La nouvelle Conseillère fédérale en charge du Département de Justice et police, Madame Karin Keller-Sutter (PLR) hérite d’un bébé tout frais et Monsieur Mario Gattiker Secrétaire d’Etat aux migrations (SEM) risque bien de lever le pied sur les affaires courantes alors qu’il approche de la retraite prévue pour 2021. Cette nouvelle procédure subira donc certainement quelques aménagements, mais la réussite du système dépendra surtout des fonctionnaires fédéraux (SEM) en place dans les CFA et de leur collaboration fructueuse ou non avec les autres intervenants – juristes, conseillers etc.  sans quoi la nouvelle procédure s’essoufflera plus vite que prévu.

 

Schéma de la nouvelle procédure d’asile

 

Procédure d’asile © SEM annotée par Jasmine Caye

 

Lire aussi:

SEM: communiqué de presse 26.2.2019: Loi sur l’asile révisée : le SEM désigne les bureaux de conseil juridique habilités

Centre fédéral de Chevrilles: asile et barbelés

Prise de position concernant la mise en œuvre du projet visant à accélérer les procédures d’asile (restructuration du domaine de l’asile)


  1. Les requérants d’asile auront aussi droit à un représentant légal qui les accompagnera dès le début de la procédure d’asile. Ce n’est plus Elisa-Asile mais Caritas Suisse qui se chargera de ce mandat. Les requérants d’asile sont autorisés à se faire assister par des mandataires externes mais à leur frais. Le droit d’être entendu sur l’assignation à la zone de transit pour une durée de 60 jours est octroyé aux requérants par oral lors d’une audition rapide avec interprète par téléphone en présence du représentant légal. Les représentants légaux ont 24 heures pour donner leurs commentaires au SEM sur le projet de décision. Suite à une autorisation d’entrée en Suisse, les requérants d’asile seront soit attribués au canton, soit attribués à un centre fédéral pour requérante-s d’asile (CFA) pour la suite de la procédure. Il s’agira toujours de cantons romands ou d’un CFA situé en Suisse romande.
  2. Voir aussi l’explication de l’EPER fournie dans ce document utile.

 

Jasmine Caye

Avec une expérience juridique auprès des requérants d'asile à l'aéroport de Genève, Jasmine Caye aime décrypter l'information sur les réfugiés et les questions de migration. Elle a présidé le Centre suisse pour la défense des droits des migrants (CSDM) et continue d'assister des personnes en procédure d'asile. Les articles sur ce blog paraissent en version courte sur un autre blog ForumAsile.

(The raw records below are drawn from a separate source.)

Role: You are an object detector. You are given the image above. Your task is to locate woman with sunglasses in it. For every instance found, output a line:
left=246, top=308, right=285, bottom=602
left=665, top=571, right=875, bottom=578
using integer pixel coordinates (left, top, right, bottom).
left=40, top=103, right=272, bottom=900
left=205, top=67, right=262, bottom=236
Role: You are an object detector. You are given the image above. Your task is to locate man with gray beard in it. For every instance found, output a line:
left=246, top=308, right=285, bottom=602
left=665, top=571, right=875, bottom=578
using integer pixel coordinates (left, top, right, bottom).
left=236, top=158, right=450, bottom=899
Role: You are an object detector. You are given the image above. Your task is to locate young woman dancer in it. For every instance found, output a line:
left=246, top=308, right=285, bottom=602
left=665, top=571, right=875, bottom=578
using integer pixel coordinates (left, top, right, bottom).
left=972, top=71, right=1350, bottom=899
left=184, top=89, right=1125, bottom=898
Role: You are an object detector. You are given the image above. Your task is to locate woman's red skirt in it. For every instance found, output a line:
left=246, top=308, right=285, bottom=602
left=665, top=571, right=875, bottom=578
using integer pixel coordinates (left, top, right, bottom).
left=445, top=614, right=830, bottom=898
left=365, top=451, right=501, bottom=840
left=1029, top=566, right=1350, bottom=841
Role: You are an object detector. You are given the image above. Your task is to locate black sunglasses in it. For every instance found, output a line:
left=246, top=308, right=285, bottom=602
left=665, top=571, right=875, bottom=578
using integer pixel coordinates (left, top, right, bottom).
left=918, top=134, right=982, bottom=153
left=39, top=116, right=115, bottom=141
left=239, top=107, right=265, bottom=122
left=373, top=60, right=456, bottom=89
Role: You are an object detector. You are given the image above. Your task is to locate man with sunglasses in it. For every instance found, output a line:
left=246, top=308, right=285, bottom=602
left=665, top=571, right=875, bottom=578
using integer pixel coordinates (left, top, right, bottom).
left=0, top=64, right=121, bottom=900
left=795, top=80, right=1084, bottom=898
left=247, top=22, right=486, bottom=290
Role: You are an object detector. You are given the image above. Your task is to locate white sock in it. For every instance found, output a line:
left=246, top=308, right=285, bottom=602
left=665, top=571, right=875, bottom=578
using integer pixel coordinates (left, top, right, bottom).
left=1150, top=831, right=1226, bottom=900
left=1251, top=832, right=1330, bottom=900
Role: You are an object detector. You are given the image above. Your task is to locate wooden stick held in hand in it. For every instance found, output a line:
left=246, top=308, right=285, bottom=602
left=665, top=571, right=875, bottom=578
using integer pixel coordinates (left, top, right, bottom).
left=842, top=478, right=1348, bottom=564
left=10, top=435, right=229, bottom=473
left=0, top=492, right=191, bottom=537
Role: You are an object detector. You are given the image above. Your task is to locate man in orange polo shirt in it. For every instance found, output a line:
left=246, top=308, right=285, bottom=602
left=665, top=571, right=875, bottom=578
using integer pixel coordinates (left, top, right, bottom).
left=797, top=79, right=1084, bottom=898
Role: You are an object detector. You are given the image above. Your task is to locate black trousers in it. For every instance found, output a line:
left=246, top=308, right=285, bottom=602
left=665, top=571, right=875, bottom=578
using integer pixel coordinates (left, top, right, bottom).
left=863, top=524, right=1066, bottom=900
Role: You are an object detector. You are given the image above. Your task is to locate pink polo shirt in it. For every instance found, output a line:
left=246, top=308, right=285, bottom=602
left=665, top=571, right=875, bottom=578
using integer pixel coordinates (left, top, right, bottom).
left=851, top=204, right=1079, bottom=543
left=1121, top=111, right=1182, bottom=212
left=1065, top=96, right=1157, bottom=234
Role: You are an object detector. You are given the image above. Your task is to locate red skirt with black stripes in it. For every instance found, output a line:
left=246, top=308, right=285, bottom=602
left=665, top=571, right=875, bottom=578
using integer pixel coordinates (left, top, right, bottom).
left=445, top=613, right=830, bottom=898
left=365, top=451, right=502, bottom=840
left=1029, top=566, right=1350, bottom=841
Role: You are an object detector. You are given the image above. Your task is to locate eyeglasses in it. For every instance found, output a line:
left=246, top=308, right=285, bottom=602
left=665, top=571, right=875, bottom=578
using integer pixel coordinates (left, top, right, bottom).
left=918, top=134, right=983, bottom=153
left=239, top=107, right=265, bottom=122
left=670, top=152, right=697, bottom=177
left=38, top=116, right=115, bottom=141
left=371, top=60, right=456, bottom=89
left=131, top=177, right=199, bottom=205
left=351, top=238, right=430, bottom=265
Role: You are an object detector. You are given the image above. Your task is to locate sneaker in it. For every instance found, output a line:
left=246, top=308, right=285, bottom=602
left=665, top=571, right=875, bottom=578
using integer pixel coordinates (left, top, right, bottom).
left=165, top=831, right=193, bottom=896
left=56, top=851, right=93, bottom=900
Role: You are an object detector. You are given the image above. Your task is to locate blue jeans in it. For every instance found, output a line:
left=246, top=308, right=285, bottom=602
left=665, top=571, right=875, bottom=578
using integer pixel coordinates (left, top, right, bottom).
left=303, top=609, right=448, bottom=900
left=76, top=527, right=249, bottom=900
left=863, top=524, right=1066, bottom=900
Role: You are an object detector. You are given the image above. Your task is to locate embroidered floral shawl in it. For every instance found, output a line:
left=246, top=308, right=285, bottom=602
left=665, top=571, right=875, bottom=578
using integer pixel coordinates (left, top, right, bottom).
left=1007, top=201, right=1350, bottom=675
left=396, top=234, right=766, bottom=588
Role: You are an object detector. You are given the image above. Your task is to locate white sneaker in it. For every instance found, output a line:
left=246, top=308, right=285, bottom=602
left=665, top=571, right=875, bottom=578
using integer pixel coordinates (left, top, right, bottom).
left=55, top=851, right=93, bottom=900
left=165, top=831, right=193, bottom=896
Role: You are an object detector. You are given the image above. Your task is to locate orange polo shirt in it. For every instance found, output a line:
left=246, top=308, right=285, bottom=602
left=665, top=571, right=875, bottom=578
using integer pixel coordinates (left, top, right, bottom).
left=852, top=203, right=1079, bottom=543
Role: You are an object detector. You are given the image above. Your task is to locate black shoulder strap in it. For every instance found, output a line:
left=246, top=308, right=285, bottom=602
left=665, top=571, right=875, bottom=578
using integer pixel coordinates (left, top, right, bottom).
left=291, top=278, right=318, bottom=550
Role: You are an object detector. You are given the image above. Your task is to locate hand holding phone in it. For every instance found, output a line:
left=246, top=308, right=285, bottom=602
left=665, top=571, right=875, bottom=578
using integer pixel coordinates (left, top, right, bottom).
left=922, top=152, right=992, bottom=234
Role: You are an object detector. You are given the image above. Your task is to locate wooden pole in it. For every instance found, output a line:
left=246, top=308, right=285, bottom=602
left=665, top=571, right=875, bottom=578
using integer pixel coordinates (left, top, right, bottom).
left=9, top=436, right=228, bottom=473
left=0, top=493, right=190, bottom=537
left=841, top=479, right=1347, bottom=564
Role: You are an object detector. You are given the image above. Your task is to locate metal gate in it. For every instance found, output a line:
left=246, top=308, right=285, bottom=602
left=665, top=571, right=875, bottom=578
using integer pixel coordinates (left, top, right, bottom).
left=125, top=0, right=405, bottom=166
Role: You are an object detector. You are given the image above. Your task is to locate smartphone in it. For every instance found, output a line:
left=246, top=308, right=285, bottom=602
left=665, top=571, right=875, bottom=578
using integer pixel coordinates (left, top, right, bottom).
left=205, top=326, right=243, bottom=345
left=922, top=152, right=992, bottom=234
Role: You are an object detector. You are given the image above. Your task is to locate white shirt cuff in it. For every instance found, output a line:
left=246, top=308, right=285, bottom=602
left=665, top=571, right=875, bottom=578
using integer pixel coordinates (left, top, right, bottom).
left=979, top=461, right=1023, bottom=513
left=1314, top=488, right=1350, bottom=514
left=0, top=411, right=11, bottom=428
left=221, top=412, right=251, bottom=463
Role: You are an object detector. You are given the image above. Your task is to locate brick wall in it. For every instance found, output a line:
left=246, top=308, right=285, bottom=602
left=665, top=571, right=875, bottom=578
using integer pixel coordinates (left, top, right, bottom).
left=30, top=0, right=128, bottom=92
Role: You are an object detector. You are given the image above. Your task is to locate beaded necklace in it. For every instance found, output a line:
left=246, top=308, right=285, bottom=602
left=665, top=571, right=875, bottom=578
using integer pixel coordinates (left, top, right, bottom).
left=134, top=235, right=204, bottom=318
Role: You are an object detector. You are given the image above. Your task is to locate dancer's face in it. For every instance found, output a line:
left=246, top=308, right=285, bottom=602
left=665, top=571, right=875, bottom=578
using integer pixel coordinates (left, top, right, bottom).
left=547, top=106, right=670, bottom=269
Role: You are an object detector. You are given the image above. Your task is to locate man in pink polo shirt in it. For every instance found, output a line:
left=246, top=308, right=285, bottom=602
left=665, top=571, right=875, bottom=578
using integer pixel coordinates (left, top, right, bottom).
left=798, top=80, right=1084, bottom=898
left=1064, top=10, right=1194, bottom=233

5 réponses à “Quelques explications sur la nouvelle procédure d’asile en Suisse

  1. En réalité, la grande interrogation tient au Tribunal administratif fédéral (et à son indépendance).

    Si le tribunal s’impose par lui-même le respect des délais de traitement des recours (art. 109 LAsi), la nouvelle procédure dissuadera de jouer la montre. Cela permettra une meilleure acceptation de la “question” asile dans la population (réponse définitive rapide, qu’elle soit favorable ou négative).

    Mais… jusqu’à présent, le TAF s’est montré uniquement bon à demander toujours plus de juges et de greffiers, avec pourtant toujours moins de recours pendants. Et, sincèrement, je ne vois pas cette autorité se saborder en acceptant de traiter les recours avec toute la célérité requise. Je ne demande cependant qu’à me tromper.

    Décisions du jour:
    Qui peut par exemple m’expliquer comment le TAF a fait pour garder :
    D-6153/2017: du 31 octobre 2017 au 15 février 2019 (décision en “que … que”)
    D-3895/2017: du 12 juillet 2017 au 19 février 2019 (décision en “que … que”)
    D-4260/2017: du 27 juillet 2017 au 18 février 2019 (7 lignes de subsomption)
    D-2177/2015: du 8 avril 2015 (!!!!) au 11 décembre 2017 (admission d’un cas Dublin !!!)
    D-4248/2015 du 8 juillet 2015 (!!!!) au 28 février 2018 (admission d’un Dublin !!!)
    etc etc etc

    NB: question réelle : à quoi servira l’OSAR à partir du 1er mars 2019 (vu qu’il n’enverra plus d’observateurs pendant les auditions) ? et de combien ses subventions seront-elles alors réduites ?

    1. Personne pour m’expliquer comment un tribunal peut traîner les dossiers de personnes concernées par des NEM Dublin pendant 3 années? alors qu’il avait 5 jours pour statuer??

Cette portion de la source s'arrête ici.